Temer resistiu, conseguiu manter sua base de apoio e não renunciou. O golpe fracassou. Na avaliação de cientistas políticos, o fato preponderante para o êxito do golpe não foi ponderado pelos que estiveram por trás da manobra para derrubar um presidente da República: o apoio da sociedade. Apesar do ataque coordenado entre a Globo, os irmãos Joesley e Wesley Batista, toda a esquerda brasileira, um ministro do STF e o procurador geral da República, o povo não comprou a ideia e não foi para as ruas pedir a renúncia de Temer.

As forças que tentaram derrubar o presidente não apresentaram provas concretes de que Temer teria cometido os crimes alegados, não contavam com a confiança da sociedade e não apresentaram um nome digno de ocupar o lugar de Temer.

Logo em seguida, a sociedade descobriu que os autores da tentativa de golpe tinham muito a ganhar com a queda de Temer. A Globo endividada, Janot querendo um terceiro mandato na PGR, Fachin tentando apagar o rastro de sua relação com a JBS, os irmãos Batista faturando bilhões com o caos no mercado e a oposição querendo antecipar as eleições para livrar Lula da cadeia.

O fracasso da tentativa de golpe custou quase um trilhão de reais em prejuízos para empresas, causou retrocessos na área econômica e a redução na geração de empregos com carteira assinada. Temer resistiu e ainda conseguiu manter seu cargo após o julgamento de cassação da chapa Dilma/Temer no TSE. A Globo subestimou a maturidade política da sociedade, subestimou o poder das redes sociais e acreditou em sua capacidade de manipular a opinião pública.

A PGR e o STF saíram derrotados e devem prolongar o desgaste nos próximos meses, mesmo sem que possuam provas conclusivas para justificar o ataque massivo contra o governo. A apresentação de denúncia contra Temer, segundo o próprio Rodrigo Janto, não está baseada em provas ou convicções, mas apenas em sua "intuição". Isso demonstra a disposição do procurador de cair atirando. Pelo menos até deixar seu cargo em setembro, Janot pretende causar mais estragos no governo.

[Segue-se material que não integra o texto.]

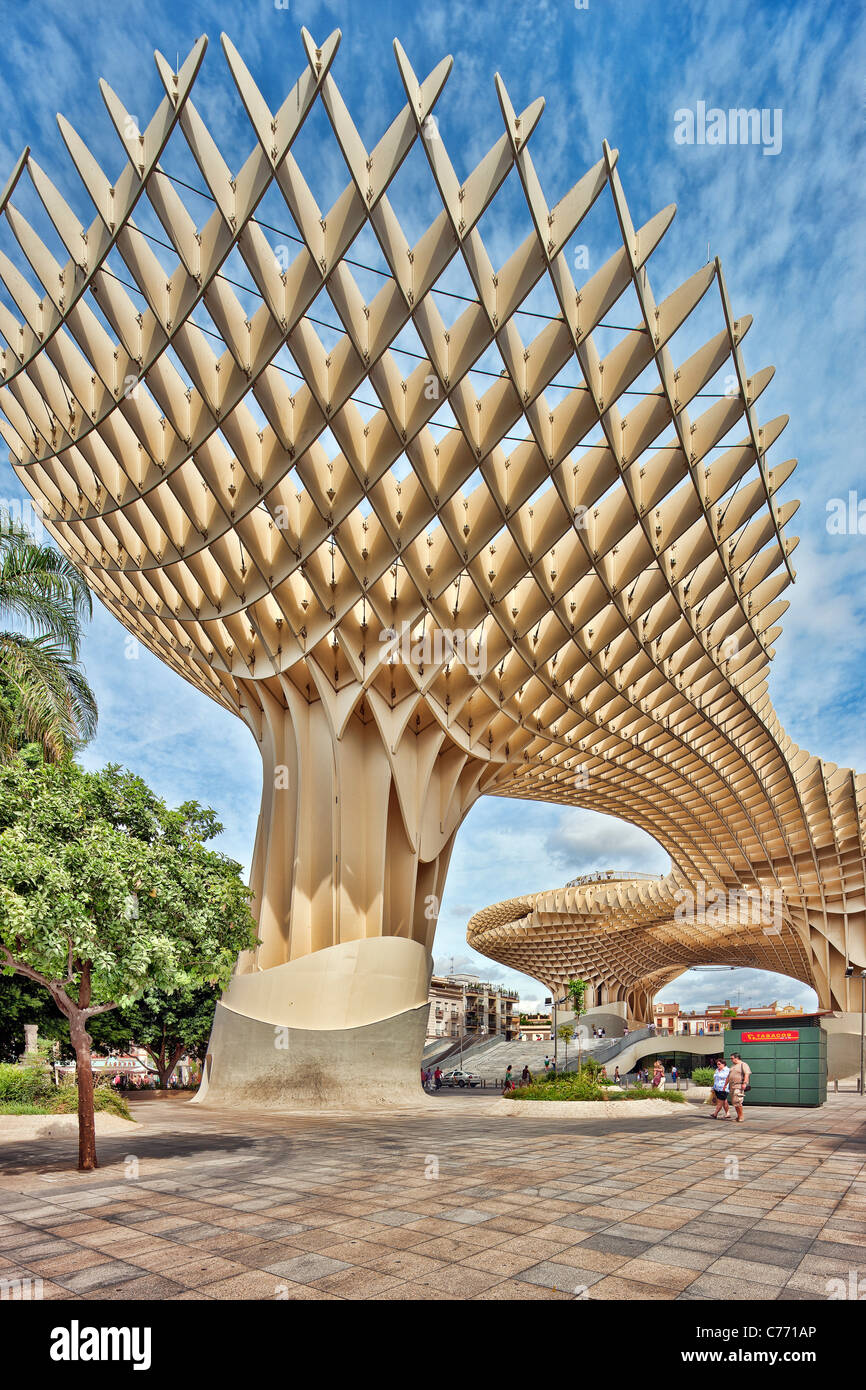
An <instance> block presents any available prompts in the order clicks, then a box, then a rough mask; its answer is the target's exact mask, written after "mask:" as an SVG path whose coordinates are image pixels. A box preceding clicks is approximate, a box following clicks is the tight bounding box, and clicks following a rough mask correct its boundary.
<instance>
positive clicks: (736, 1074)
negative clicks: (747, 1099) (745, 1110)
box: [728, 1052, 752, 1122]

A possibilidade de que Temer consiga realizar a transição democrática até as próximas eleições de 2018 deve provocar desgastes ainda mais profundos entre os atores que tentaram derrubá-lo. O acordo de delação firmado por Janot com os criminosos da JBS pode ser anulado, Fachin pode ter que explicar sua relação com Ricardo Saud, o criminoso confesso por trás das manobras da JBS nos bastidores do poder e a Globo sai deste episódio como uma empresa golpista que nunca se preocupou com os destinos do Brasil.

Temer não é santo e ninguém morre de amores por ele. Mas no quesito assalto aos cofres públicos, está bem longe de bandidos como Lula e Dilma. Temer ousou contrariar interesses poderosos como os de dezenas de milhares ocupantes de cargos comissionados na administração pública, da classe artística que mamava na Lei Rouanet, dos sindicatos e das empresas campeãs nacionais que prosperaram durante os governos do PT, como a própria Globo, OI, Friboi, Odebrecht e outras tantas.  Para um mero presidente transitório, Temer até que conseguiu de forma relativamente rápida evitar que o país quebrasse, após a maior crise econômica desde a grande depressão dos anos de 1930. Reduziu a inflação, juros, conseguiu atrais novos investimentos para o país e até gerar empregos nos últimos meses antes da tentativa de golpe da Globo.

Ao menos nestes aspectos, o presidente contrariou interesses poderoso e contou o reconhecimento do povo. Atacar um mero presidente transitório agora significa fazer o jogo da esquerda corrupta e dos grupos que se acostumaram a mamar o dinheiro do contribuinte em troca de apoio para um pano de poder nefasto que pretendia implantar o socialismo no Brasil.

Ao contrário de outros meios de comunicação, o site Imprensa Viva não coaduna com interesses obscuros e também não morre de amores pelo governo Temer. O único compromisso de nossos editores é com a a democracia, com estabilidade política e econômica do Brasil. 2018 está logo ali.